Cette blague que les Juifs se racontent en Israël n’a pas seulement une dimension comique. Elle reflète un état d’esprit bien ancré dans la psyché israélienne. Elle n’est pas le fruit de l’imagination d’un quelconque comique israélien, mais le résultat d’une observation du comportement de l’armée israélienne pendant de longues années.
En effet depuis de longues années, cette armée se comporte suivant les conseils que la mère de Moshé donnait à son fils. Elle bombarde un quartier de Jabalia et elle se repose. Elle bombarde un autre quartier à Khan Younès et se repose. Elle bombarde un autre à Rafah et elle se repose. Et après chaque bombardement, les survivants se ruent sur les ruines pour tirer les morts et les blessés enterrés sous les décombres.
Tout comme la mère de Moshé, la plupart des Israéliens semblent avoir intériorisé une fois pour toutes l’idée qu’il est normal que leur armée tue des Arabes en Palestine et au Liban et qu’il est criminel que les Palestiniens ou les Libanais se défendent. Cette étrange pathologie, que l’on pourrait bien appeler le syndrome de la mère de Moshé, n’affecte pas seulement le citoyen ordinaire israélien, mais la classe politique tous partis confondus.
Ce qui est grave, c’est que le syndrome de la mère de Moshé fait des ravages à l’étranger, au sein des classes politiques des grandes puissances et jusque dans les instances internationales qui, à l’instar de l’ONU, sont censées défendre les faibles contre les forts pour faire régner la paix mondiale.

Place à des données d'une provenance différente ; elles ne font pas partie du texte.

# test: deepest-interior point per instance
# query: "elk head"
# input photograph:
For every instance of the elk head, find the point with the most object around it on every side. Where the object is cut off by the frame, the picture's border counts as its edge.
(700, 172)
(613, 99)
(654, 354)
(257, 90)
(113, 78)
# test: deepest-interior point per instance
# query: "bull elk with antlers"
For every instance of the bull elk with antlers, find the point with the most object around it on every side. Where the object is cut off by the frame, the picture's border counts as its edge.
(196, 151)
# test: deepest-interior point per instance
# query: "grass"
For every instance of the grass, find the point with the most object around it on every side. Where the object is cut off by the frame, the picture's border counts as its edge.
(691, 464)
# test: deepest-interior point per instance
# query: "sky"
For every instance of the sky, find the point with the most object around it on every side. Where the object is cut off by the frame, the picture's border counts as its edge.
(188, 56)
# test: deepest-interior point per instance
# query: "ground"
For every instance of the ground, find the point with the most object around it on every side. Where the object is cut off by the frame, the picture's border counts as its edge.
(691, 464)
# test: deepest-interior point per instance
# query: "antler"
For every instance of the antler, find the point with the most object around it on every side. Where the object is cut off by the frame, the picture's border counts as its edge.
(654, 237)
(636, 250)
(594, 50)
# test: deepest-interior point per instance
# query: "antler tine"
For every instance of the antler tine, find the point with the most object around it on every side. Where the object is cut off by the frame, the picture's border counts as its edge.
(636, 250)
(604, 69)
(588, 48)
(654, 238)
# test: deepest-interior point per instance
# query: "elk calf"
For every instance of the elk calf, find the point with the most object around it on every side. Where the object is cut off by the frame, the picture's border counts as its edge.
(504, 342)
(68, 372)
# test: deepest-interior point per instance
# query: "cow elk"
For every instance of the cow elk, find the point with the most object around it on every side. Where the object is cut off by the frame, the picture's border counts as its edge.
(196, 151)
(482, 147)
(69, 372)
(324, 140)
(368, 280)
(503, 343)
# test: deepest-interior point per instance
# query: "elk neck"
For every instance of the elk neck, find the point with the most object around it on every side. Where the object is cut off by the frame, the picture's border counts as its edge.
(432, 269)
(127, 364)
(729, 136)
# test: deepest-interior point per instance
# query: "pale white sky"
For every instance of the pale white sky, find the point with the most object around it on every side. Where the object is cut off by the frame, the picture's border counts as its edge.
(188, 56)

Mais l’endroit le plus affecté au monde par le syndrome de Moshé semble être le Congrès américain. Il y a une sorte de terreur qui, depuis longtemps a imposé un réflexe de Pavlov chez les congressistes américains par lequel, tels des automates, ils disent oui à tout ce que fait Israël. Pas une seule fois ces représentants de la plus grande puissance du monde n’ont eu le courage d’analyser et de discuter l’une des innombrables agressions israéliennes contre un peuple sans défense. Pas une seule fois ces élus du peuple américain n’ont eu la force morale et l’intégrité politique de désigner l’agresseur par son nom et la victime par son nom. Pour eux, les choses sont claires : dans un face à face entre un gamin lanceur de pierres et un tank de 60 tonnes, le gamin est l’agresseur et le tank en état de légitime défense.
Tout le problème est là en effet. Si Israël continue de se mettre effrontément et impunément au-dessus des lois, c’est parce "qu’il sait que le Congrès américain est tenu en respect et qu’aucun représentant ou sénateur n’ose sortir des rangs. C’est parce qu’il sait pertinemment que l’endroit le plus affecté par le syndrome de la mère de Moshé est le Congrès des Etats-Unis d’Amérique."
Et si "l’endroit le plus affecté par le syndrome de la mère de Moshé est le Congrès des Etats-Unis d’Amérique" c'est parce que ça les renvoie aux heures sombres de leur histoire : le GENOCIDE DES INDIENS d'Amérique !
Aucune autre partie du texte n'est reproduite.